Margaret Regan has been attending the St. Patrick's Day parade every year for 20 years and this was no exception.

"I'm Irish - why shouldn't I celebrate my heritage?" Regan said, smiling in Saturday's sunshine wearing a bright green sweater.The parade has gotten better over the years, the veteran parade-watcher said. "There are lots of different groups that want to get involved in the parade and the floats have improved," she said.

"One of the fun things about this parade is that it has pulled the Irish people together," she said.

The parade also is the catalyst for some greater social good done by the Hibernian Society, which sponsors the parade and related St. Patrick's Day events. Among other things, Regan said, the society not only upholds Irish traditions through activities like this but also helps the entire community through civic activities such as public television fund-raisers.

The parade had a new route this year because of street construction, but that didn't seem to dampen the enthusiasm of people lining the streets.

"It's a festive time and everyone is unified, even if they're not Irish," said Judy Fuwell, whose husband, Paul, is of Irish heritage. The couple was at the parade with children Shelley, 13, who said her favorite color is green, and Michael, 13 months, who was attending his first parade.

The Fuwells plans to have a "green meal" on Tuesday, the real St.
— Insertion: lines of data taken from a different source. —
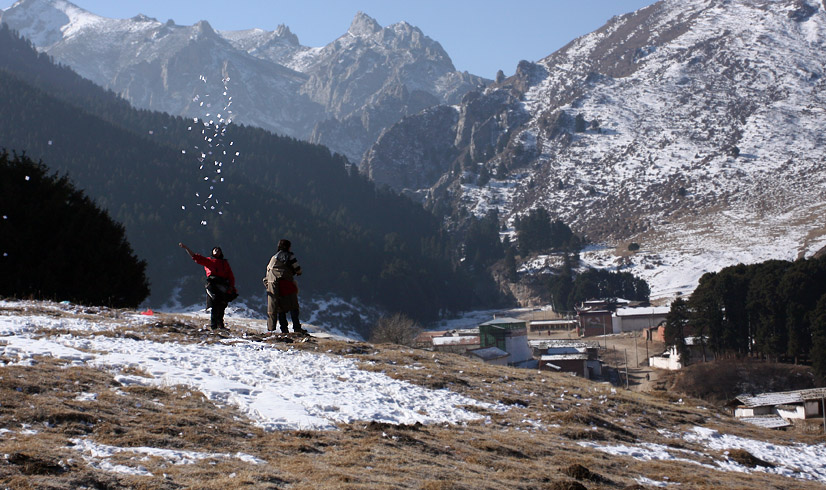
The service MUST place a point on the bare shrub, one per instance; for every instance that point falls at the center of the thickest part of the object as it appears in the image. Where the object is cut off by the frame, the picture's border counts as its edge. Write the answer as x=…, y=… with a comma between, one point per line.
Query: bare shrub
x=395, y=329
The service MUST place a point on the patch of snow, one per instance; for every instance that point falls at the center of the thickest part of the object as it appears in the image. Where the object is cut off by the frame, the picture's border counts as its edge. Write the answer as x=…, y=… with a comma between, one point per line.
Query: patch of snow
x=276, y=389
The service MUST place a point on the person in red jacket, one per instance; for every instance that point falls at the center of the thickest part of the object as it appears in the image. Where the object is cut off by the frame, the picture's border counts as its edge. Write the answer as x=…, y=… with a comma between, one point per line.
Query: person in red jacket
x=220, y=283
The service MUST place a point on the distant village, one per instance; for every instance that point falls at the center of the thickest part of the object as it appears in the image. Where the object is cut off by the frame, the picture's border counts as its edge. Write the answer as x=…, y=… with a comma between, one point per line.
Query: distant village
x=588, y=344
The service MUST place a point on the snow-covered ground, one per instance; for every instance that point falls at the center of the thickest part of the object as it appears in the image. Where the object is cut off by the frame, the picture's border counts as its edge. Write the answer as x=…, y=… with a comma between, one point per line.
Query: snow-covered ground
x=801, y=461
x=277, y=389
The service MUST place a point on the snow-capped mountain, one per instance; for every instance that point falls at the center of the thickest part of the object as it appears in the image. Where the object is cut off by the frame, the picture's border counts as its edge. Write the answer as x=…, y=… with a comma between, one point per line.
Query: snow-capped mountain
x=692, y=127
x=341, y=95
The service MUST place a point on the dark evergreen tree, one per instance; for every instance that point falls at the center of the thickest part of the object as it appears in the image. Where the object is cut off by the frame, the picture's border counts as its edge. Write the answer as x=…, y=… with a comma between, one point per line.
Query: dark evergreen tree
x=130, y=162
x=58, y=245
x=819, y=339
x=536, y=232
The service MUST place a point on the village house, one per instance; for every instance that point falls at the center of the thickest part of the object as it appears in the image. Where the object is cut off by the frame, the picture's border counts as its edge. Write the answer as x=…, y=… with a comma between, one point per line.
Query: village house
x=603, y=317
x=669, y=360
x=536, y=326
x=490, y=355
x=632, y=319
x=594, y=322
x=457, y=341
x=780, y=409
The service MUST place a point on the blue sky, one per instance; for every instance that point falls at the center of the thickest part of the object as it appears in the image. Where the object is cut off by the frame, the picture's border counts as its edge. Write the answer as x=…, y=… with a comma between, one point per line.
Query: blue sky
x=481, y=36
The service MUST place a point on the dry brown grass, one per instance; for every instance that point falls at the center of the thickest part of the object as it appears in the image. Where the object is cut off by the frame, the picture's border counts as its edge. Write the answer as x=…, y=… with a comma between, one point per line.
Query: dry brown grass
x=532, y=445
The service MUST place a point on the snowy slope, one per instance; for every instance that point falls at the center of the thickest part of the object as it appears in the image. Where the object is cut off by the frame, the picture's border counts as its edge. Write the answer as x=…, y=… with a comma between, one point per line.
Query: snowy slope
x=276, y=389
x=286, y=389
x=341, y=95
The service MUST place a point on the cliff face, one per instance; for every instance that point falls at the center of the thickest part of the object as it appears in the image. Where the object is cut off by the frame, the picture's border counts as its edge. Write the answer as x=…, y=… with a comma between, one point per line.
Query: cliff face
x=694, y=128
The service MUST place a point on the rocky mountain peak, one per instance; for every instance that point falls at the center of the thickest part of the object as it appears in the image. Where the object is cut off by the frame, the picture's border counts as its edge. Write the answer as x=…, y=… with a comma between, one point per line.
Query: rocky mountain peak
x=363, y=25
x=690, y=126
x=284, y=33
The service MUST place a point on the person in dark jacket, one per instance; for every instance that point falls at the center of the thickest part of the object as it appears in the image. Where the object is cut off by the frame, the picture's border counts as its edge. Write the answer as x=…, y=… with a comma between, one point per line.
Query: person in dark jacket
x=282, y=290
x=220, y=283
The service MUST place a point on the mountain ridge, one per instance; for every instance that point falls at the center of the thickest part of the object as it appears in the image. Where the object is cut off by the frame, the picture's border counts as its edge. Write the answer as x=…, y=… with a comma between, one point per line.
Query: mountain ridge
x=689, y=127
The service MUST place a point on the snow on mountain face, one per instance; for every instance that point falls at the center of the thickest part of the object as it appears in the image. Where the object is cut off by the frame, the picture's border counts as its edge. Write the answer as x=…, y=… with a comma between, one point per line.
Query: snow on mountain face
x=691, y=127
x=342, y=95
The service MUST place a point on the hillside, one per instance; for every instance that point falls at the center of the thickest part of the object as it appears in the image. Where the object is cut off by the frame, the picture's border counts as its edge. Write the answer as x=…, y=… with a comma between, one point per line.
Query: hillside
x=691, y=128
x=357, y=243
x=112, y=398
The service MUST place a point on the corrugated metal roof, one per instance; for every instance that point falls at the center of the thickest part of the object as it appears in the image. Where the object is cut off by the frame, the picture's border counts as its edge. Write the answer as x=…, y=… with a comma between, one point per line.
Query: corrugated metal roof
x=458, y=340
x=646, y=311
x=504, y=321
x=565, y=357
x=489, y=353
x=554, y=343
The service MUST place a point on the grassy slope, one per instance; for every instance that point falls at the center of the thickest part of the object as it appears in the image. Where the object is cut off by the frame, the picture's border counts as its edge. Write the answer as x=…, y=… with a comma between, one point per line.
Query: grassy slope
x=532, y=445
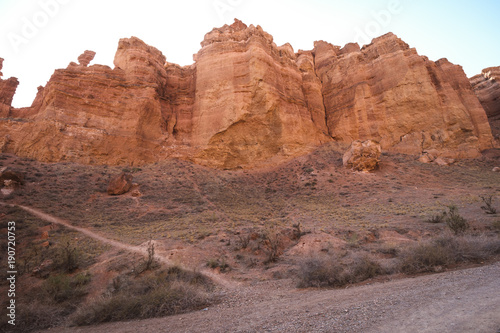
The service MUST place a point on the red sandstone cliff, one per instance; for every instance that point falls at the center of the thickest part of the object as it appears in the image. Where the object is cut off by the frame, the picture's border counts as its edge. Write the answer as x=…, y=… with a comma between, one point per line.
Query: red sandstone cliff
x=7, y=90
x=487, y=88
x=246, y=100
x=387, y=92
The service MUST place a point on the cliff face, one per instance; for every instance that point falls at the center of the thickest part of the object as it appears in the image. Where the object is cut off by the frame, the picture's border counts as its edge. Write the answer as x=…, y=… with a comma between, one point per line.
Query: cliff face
x=249, y=102
x=7, y=90
x=387, y=92
x=487, y=88
x=246, y=101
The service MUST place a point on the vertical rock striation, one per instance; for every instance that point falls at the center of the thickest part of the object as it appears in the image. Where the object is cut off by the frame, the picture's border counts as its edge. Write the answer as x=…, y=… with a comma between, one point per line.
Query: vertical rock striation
x=246, y=102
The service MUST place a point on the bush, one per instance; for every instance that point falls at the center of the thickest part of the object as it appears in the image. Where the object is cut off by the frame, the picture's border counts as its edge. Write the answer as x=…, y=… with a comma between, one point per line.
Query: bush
x=488, y=206
x=153, y=295
x=455, y=221
x=439, y=218
x=61, y=287
x=436, y=254
x=330, y=272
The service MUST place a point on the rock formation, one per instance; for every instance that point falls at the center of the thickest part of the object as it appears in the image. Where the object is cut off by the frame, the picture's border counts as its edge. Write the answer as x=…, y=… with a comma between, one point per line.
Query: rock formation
x=7, y=90
x=246, y=101
x=387, y=92
x=86, y=57
x=363, y=156
x=487, y=88
x=121, y=184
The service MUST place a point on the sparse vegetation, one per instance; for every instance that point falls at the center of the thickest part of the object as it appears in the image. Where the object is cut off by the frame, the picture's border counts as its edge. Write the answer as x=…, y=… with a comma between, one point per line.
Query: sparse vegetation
x=488, y=206
x=436, y=254
x=260, y=215
x=155, y=294
x=455, y=221
x=438, y=218
x=330, y=271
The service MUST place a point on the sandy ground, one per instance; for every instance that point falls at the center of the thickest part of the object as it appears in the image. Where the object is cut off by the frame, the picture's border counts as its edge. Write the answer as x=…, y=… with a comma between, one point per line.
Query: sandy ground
x=457, y=301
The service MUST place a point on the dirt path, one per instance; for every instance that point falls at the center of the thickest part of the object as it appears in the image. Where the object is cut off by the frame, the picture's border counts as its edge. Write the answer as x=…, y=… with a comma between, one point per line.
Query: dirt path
x=457, y=301
x=141, y=250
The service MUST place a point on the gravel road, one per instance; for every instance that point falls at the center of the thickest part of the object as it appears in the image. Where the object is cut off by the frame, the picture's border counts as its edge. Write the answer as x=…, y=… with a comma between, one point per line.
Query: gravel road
x=457, y=301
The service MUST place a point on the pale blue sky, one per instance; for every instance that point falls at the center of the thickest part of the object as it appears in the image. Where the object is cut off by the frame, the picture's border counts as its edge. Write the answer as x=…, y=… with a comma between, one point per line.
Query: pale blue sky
x=39, y=36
Patrick's Day, to continue their celebration. "I like the Irish traditionals, but my family doesn't like corned beef and cabbage or Irish stew. So we cook a green dinner. We dye eggs green and I buy those Hostess green Sno-Balls. I also have green bread from the bakers so we'll have green sandwiches," Judy Fuwell said.

She said she can't remember when she first began attending the parade. "We've been doing it since my kids were little and I've got one who is 22."
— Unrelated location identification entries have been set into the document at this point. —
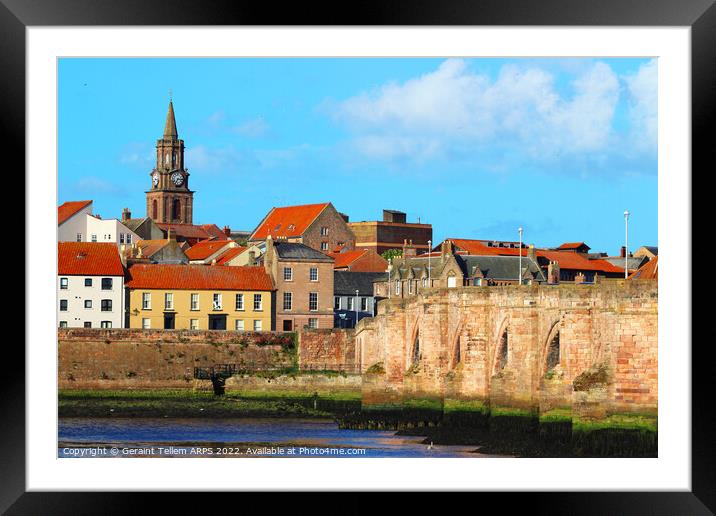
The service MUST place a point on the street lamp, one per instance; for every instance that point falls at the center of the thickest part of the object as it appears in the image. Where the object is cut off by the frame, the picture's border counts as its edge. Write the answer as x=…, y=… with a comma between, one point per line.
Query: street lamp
x=519, y=265
x=626, y=243
x=430, y=250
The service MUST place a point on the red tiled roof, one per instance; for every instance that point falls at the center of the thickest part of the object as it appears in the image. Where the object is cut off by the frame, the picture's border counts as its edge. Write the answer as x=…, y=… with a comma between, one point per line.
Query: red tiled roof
x=229, y=255
x=66, y=210
x=198, y=277
x=88, y=259
x=202, y=250
x=566, y=259
x=288, y=221
x=345, y=258
x=650, y=270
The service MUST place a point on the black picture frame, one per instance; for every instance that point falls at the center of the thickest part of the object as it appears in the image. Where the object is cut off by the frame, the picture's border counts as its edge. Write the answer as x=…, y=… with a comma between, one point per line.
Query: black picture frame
x=700, y=15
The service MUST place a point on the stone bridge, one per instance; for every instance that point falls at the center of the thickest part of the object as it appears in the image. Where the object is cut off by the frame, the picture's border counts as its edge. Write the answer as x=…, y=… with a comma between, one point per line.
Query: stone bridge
x=589, y=348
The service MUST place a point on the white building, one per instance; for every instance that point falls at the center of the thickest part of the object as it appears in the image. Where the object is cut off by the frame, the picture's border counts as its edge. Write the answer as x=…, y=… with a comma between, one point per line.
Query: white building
x=90, y=285
x=75, y=223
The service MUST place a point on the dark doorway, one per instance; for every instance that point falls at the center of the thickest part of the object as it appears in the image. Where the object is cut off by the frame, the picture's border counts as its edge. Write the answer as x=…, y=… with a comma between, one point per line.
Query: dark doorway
x=217, y=322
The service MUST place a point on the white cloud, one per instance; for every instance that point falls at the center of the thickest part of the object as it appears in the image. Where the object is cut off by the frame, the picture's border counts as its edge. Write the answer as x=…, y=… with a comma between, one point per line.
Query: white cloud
x=643, y=106
x=453, y=106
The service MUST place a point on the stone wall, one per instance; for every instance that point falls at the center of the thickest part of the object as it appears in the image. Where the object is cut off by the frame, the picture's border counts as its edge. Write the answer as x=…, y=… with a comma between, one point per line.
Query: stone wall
x=446, y=343
x=332, y=349
x=134, y=358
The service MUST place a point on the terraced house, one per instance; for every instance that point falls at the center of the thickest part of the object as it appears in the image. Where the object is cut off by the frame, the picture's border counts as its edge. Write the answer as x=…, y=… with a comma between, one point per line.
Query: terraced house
x=199, y=297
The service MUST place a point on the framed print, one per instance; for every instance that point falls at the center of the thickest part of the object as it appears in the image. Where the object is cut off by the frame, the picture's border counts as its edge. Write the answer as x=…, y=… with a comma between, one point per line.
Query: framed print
x=420, y=252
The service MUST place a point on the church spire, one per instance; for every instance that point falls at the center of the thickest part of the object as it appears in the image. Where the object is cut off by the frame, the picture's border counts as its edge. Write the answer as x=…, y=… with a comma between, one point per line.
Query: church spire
x=170, y=127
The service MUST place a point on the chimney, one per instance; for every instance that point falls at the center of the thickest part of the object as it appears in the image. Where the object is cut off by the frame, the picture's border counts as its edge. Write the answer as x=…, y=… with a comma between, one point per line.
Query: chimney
x=408, y=248
x=531, y=253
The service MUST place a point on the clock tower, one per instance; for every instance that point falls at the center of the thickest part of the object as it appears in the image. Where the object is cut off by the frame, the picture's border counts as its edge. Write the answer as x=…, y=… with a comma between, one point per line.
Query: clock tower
x=169, y=200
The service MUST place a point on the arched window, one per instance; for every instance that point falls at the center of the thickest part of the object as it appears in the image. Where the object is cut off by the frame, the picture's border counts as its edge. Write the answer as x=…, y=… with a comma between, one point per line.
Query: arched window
x=553, y=352
x=502, y=351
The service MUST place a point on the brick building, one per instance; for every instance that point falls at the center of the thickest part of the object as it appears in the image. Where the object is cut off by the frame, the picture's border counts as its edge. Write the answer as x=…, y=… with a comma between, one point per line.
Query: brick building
x=303, y=278
x=389, y=233
x=318, y=226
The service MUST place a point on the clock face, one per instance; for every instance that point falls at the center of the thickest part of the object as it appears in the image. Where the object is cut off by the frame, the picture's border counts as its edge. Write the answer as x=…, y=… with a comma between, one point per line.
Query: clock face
x=177, y=178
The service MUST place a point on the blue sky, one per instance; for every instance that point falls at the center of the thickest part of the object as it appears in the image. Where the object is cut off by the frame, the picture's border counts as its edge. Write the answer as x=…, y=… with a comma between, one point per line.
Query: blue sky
x=477, y=147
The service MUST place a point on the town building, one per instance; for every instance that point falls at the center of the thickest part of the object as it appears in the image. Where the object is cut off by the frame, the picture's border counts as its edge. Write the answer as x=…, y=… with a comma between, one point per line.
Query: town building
x=169, y=199
x=318, y=226
x=303, y=278
x=90, y=285
x=199, y=297
x=359, y=260
x=353, y=296
x=389, y=233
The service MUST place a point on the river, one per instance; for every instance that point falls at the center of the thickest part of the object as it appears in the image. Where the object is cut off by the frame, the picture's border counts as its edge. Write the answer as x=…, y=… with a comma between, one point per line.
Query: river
x=240, y=437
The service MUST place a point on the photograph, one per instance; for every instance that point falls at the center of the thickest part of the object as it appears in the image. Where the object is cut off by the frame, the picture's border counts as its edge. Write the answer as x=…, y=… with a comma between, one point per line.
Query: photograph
x=357, y=257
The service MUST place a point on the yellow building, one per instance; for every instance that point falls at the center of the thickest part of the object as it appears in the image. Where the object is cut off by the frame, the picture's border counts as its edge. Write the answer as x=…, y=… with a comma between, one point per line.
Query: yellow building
x=200, y=297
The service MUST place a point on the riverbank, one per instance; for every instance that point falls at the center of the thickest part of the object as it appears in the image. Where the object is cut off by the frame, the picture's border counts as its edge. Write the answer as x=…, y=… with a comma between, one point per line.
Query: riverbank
x=190, y=403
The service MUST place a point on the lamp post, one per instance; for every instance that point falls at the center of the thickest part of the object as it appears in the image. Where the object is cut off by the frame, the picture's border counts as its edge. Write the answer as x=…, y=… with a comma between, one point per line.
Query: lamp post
x=626, y=243
x=430, y=250
x=519, y=264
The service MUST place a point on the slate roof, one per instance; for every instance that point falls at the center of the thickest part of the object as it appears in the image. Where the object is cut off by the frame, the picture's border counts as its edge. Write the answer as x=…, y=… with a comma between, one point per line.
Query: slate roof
x=88, y=259
x=288, y=221
x=295, y=251
x=500, y=267
x=198, y=277
x=66, y=210
x=345, y=283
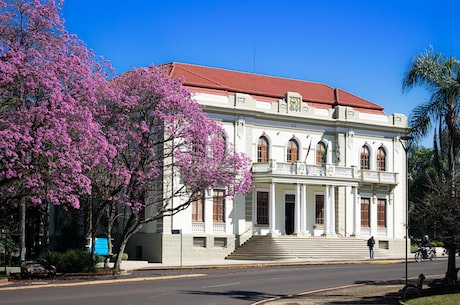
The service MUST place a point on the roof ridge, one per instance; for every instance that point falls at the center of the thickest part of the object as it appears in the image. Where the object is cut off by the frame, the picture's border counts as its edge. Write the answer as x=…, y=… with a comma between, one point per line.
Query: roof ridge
x=180, y=66
x=361, y=98
x=253, y=73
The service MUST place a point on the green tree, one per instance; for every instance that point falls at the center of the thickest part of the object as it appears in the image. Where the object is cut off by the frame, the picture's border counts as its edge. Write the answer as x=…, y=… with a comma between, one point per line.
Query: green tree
x=440, y=75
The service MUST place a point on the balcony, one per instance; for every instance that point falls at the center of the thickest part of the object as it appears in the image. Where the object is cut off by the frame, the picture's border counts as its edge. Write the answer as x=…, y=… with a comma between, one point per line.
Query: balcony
x=329, y=171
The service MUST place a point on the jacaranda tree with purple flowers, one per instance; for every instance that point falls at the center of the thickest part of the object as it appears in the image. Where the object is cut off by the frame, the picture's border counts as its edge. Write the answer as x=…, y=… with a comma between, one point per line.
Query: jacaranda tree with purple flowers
x=166, y=147
x=50, y=86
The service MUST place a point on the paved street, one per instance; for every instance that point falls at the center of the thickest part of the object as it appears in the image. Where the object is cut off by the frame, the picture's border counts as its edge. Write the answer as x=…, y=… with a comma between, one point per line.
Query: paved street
x=226, y=283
Matt and Erin Tinney said this was their first year watching the parade, but they plan to make it an annual event with their son, Christopher, 2. "We're both of Irish descent," he said. "It's something fun and entertaining," she said.

Susan Carter, who sported a painted shamrock on her face and shamrock earrings, rested with son Justin, 2, at the Gallivan Center after participating in the parade on behalf of Squatters. Her husband is general manager of the restaurant. "It was fun. There were more people than I expected there would be," she said. However, young Justin got tired and eventually found it hard to keep waving.

Both Kyle and Rita Harvey are of Scottish descent, but they turned out for the parade anyhow with McKenna, 3, and Tanner, 2, who were both dressed in tartan.

"We're just doing something with the family," Kyle Harvey said. "Everyone's Irish on St. Patrick's Day."